New Zealand Prime Minister Jonki, who now goes by the title His Excellency, President for Life, Commander in Chief, Lord of All the Beasts of MiddleEarth and Fishes of the Seas Sir Jonki, said, “We will no longer provide services that are not being fully utilised, if you want police, commit crime, if you want medical services, spread disease, if you want emergency services, create demand, otherwise, national fiscal resources that are currently being wasted on maintenance of economically unviable ministrations will be redirected to serve more loyal and responsible citizens in urban areas and the provision of such services to rural regions will be terminated until such time as they can be warranted.”
Karamea Community spokesperson Luke Rictus and Buller Community Coordinator Howard Peters said in a joint statement that they welcomed the opportunity for anarchy and lawlessness, that they were sick and tired of legal compliance requirements and saw great opportunities for regional economic revival through graft, violence and larceny, and that they looked forward to a bright future of corruption and malfeasance for their families and cronies.

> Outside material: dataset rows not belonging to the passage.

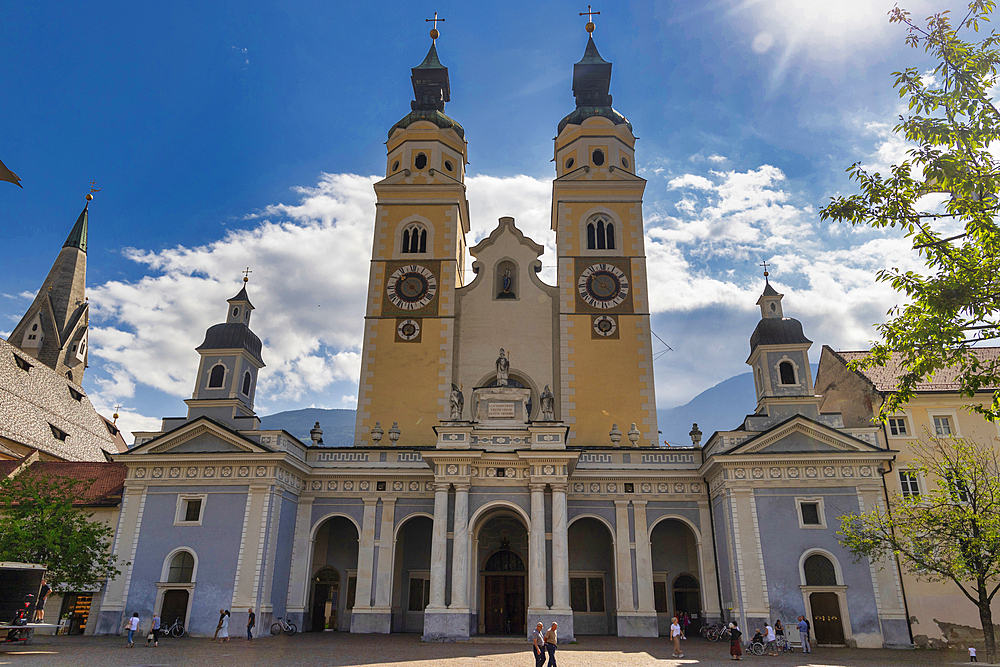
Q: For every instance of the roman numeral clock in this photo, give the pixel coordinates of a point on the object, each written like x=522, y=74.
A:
x=603, y=288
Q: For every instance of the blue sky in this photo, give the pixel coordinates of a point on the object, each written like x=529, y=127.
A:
x=248, y=133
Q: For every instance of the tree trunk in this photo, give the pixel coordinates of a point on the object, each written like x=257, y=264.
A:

Without police, emergency services and education, they saw tremendous scope for the emergence of previously unacceptable and illegal activities that will prove lucrative and provide the much needed economic stimulus required by their constituents.
Prime Minister Jonki said, “That is precisely what we seek in rural regions, it’s time for provincial yokel types to take more responsibility for their own existence. My government cannot continue to provide services to people who are just not using them, these measures will create a future demand and when it is deemed their provision is again economically viable, they may be restored,” he added.